Una importante colección de frescos religiosos
El periodo virreinal nos ha legado un patrimonio artística e históricamente muy rico. El proceso de evangelización inicial, vigorosísimo, y el de la posterior catequización usual dejó como testigo innumerables construcciones de varias órdenes religiosas, y a simple vista pueden parecer iguales los conjuntos conventuales por seguir una distribución parecida, pero la diferencia radica en la manufactura cobijada por el carisma y las concepciones estético-teológicas de cada una de las hermandades.
Los agustinos, quienes construyeron este bello conjunto conventual, integraron un discurso cristológico a través del programa pictórico, es decir, nos acercan a una visión religiosa donde el eje es la vida de Jesucristo.
En el siglo XVI llegaron a la Nueva España un sinnúmero de estampas y libros con escenas religiosas traídas por los propios frailes, en las cuales basaron las imágenes de lo que vemos hoy en esos muros; en la elaboración de estas pinturas hay una sensibilidad y maestría que nos remiten a un fraile preparado en esas artes y a un talentoso indígena con un pincel especializado: la participación de ambos es innegable para una tarea de esta magnitud.

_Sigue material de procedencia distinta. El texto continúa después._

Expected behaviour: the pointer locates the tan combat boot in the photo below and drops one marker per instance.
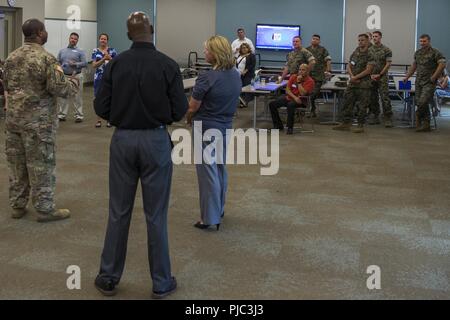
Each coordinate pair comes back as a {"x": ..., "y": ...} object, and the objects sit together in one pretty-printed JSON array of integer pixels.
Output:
[
  {"x": 418, "y": 122},
  {"x": 344, "y": 126},
  {"x": 425, "y": 127},
  {"x": 358, "y": 129},
  {"x": 19, "y": 213},
  {"x": 59, "y": 214},
  {"x": 388, "y": 122}
]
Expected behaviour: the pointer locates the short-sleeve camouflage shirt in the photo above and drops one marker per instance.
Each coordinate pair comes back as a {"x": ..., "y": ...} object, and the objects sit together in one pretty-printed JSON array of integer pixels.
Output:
[
  {"x": 321, "y": 56},
  {"x": 359, "y": 61},
  {"x": 382, "y": 55},
  {"x": 427, "y": 61},
  {"x": 296, "y": 58}
]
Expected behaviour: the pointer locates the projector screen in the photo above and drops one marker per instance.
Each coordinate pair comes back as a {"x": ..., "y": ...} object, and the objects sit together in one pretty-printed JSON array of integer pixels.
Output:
[{"x": 275, "y": 37}]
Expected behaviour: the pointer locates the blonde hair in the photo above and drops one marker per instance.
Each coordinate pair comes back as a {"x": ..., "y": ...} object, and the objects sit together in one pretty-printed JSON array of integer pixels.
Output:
[{"x": 219, "y": 47}]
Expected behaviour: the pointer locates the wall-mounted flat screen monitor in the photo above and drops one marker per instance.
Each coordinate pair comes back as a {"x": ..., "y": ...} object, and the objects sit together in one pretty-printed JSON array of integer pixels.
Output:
[{"x": 275, "y": 37}]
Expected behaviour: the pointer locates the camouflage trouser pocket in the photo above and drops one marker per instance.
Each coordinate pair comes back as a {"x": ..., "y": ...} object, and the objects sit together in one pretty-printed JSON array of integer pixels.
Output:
[{"x": 46, "y": 145}]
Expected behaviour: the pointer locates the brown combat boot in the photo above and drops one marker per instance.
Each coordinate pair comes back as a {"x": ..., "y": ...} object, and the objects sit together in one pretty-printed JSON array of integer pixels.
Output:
[
  {"x": 59, "y": 214},
  {"x": 344, "y": 126},
  {"x": 358, "y": 129},
  {"x": 18, "y": 213},
  {"x": 425, "y": 127}
]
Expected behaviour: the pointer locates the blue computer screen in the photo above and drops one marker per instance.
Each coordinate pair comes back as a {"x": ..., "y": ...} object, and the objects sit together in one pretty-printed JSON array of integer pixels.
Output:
[{"x": 275, "y": 37}]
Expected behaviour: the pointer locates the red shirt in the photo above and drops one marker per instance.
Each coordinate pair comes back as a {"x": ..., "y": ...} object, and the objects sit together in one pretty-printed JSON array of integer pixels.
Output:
[{"x": 307, "y": 84}]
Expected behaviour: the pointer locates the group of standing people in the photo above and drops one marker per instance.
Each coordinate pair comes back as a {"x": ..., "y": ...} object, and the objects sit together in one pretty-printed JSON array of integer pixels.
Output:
[
  {"x": 151, "y": 98},
  {"x": 368, "y": 68},
  {"x": 140, "y": 147},
  {"x": 73, "y": 60}
]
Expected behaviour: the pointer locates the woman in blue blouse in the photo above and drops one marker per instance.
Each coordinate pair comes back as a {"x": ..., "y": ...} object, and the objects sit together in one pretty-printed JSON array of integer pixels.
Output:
[
  {"x": 101, "y": 57},
  {"x": 213, "y": 104}
]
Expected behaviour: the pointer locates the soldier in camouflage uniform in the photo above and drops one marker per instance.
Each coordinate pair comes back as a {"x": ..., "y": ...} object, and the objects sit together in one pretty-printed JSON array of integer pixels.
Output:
[
  {"x": 297, "y": 57},
  {"x": 33, "y": 80},
  {"x": 429, "y": 63},
  {"x": 319, "y": 70},
  {"x": 360, "y": 68},
  {"x": 380, "y": 78}
]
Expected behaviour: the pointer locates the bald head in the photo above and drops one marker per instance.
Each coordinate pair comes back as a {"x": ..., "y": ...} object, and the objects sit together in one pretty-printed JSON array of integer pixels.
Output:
[
  {"x": 34, "y": 31},
  {"x": 139, "y": 27}
]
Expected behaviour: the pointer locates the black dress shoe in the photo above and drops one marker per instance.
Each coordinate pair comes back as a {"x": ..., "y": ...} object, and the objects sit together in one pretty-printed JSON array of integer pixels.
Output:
[
  {"x": 105, "y": 286},
  {"x": 203, "y": 226},
  {"x": 163, "y": 294}
]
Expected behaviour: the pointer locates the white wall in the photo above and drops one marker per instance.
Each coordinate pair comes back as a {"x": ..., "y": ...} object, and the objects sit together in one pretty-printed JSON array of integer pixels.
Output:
[
  {"x": 31, "y": 8},
  {"x": 398, "y": 23},
  {"x": 28, "y": 9},
  {"x": 57, "y": 9},
  {"x": 183, "y": 26}
]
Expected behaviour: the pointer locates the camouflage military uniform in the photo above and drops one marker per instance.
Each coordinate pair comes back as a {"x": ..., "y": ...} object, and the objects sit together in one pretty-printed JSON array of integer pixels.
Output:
[
  {"x": 382, "y": 55},
  {"x": 318, "y": 72},
  {"x": 358, "y": 92},
  {"x": 427, "y": 61},
  {"x": 296, "y": 58},
  {"x": 33, "y": 80}
]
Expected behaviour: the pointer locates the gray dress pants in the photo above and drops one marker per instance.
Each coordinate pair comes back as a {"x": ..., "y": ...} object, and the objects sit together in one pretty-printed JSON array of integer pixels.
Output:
[{"x": 139, "y": 155}]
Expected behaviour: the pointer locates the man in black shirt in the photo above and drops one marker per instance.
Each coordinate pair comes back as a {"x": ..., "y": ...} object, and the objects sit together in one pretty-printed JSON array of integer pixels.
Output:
[{"x": 141, "y": 93}]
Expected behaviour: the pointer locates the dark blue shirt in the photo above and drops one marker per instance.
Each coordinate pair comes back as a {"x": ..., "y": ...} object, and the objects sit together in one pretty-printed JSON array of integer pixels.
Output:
[
  {"x": 141, "y": 89},
  {"x": 219, "y": 92}
]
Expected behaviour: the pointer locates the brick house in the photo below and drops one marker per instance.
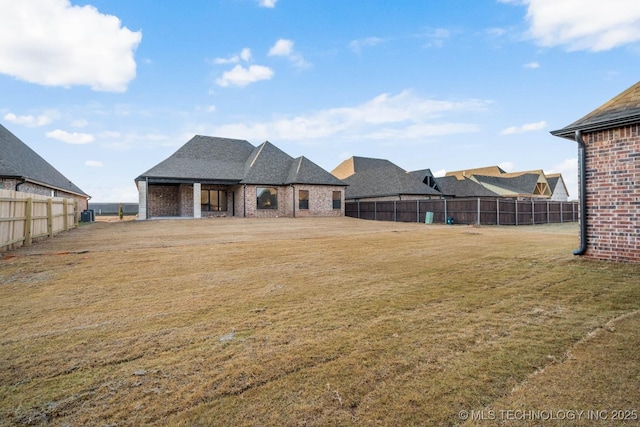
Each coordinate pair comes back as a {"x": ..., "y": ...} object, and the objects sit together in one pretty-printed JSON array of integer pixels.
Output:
[
  {"x": 22, "y": 169},
  {"x": 210, "y": 176},
  {"x": 609, "y": 158}
]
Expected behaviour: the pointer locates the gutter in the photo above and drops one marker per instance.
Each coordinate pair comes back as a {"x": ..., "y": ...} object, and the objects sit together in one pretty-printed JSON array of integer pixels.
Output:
[
  {"x": 583, "y": 194},
  {"x": 23, "y": 181}
]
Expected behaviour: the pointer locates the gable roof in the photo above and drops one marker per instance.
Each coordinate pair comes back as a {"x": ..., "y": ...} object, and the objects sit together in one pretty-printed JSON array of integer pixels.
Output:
[
  {"x": 622, "y": 110},
  {"x": 18, "y": 160},
  {"x": 304, "y": 171},
  {"x": 554, "y": 179},
  {"x": 368, "y": 177},
  {"x": 521, "y": 184},
  {"x": 451, "y": 185},
  {"x": 216, "y": 160}
]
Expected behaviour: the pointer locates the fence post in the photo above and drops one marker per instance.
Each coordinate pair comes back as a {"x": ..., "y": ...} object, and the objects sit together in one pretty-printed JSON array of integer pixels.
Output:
[
  {"x": 445, "y": 211},
  {"x": 395, "y": 209},
  {"x": 50, "y": 217},
  {"x": 533, "y": 212},
  {"x": 27, "y": 222},
  {"x": 65, "y": 215}
]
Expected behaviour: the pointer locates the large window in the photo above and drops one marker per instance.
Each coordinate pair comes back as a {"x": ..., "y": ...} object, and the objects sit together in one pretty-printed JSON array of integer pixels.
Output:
[
  {"x": 337, "y": 199},
  {"x": 213, "y": 200},
  {"x": 303, "y": 199},
  {"x": 267, "y": 197}
]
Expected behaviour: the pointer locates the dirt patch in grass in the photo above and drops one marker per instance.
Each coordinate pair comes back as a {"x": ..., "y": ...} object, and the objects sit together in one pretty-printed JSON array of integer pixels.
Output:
[{"x": 310, "y": 322}]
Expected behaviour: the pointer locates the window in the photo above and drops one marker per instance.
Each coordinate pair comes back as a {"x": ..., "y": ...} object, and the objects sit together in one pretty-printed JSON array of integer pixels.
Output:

La pintura mural fue elaborada mediante la técnica del fresco y la utilización de la grisalla con toques de color en ocre y azul en algunas zonas; en esta pintura encontramos el porqué de su misión evangélica, de conversión y de catequización, así como el enfoque religioso.
Esta pintura asume diferentes intencionalidades según el público al que va dirigida, y así se plasmó en los diferentes espacios conventuales. Por ejemplo, encontramos, en ambas plantas, cenefas caligráficas con frases de San Agustín en alusión a la vida en comunidad de los frailes y su relación con Dios, lo cual pudo motivar la relación comunitaria armónica, de intercambio y solidaridad, según prescribía la regla de San Agustín.
Las escenas del nacimiento, infancia y la pasión de Jesús son temas preponderantes en este convento. De manera didáctica se mostraba al indígena esos pasajes de la vida de la, para él, nueva divinidad, y de cómo su sacrificio había servido –se le instruía– para salvar su alma individual, ello combinado con la representación de los santos agustinos que guiaban su vida espiritual.
Estas escenas buscaban integrar al indígena a esta nueva religión, primero a través de la infancia de Jesús (claustro menor planta baja) y seguramente, cuando lograban o creían lograr la conversión, para que los indígenas se acercaran a los pasajes más difíciles de comprender, los de la Pasión y el sacrificio del Dios hecho hombre (claustro mayor planta alta).
Partes de esta pintura mural tienen que ver con la vida en comunidad, y procuran fortalecer los votos en cada fraile, pero también orientar y catequizar al neófito en el cristianismo, como podemos verlo en el portal de peregrinos a través de imágenes que representan las virtudes teologales (fragmentos), y probablemente el mensaje se complementara con la representación –sutil– de los pecados y su castigo. En el templo los personajes están ataviados con el hábito agustino simulando un coro en adoración del ser supremo recién revelado a los indígenas, o se admira la imagen de Santa Catarina como transformadora de infieles, todo lo cual refuerza la intención agustina al mostrar la benevolencia y la gracia que pueden alcanzar que quienes las observaron podían alcanzar observan esas imágenes creyendo en ellas.
Hoy, estas figuras nos recuerdan una forma de vida, una integración para el trabajo, una labor muy vasta de incorporación ideológica y cultural –y de anulación ideológica y cultural–, un importante y definitorio periodo de nuestra historia que hemos transformado en una visión artística desde nuestra concepción del siglo XXI.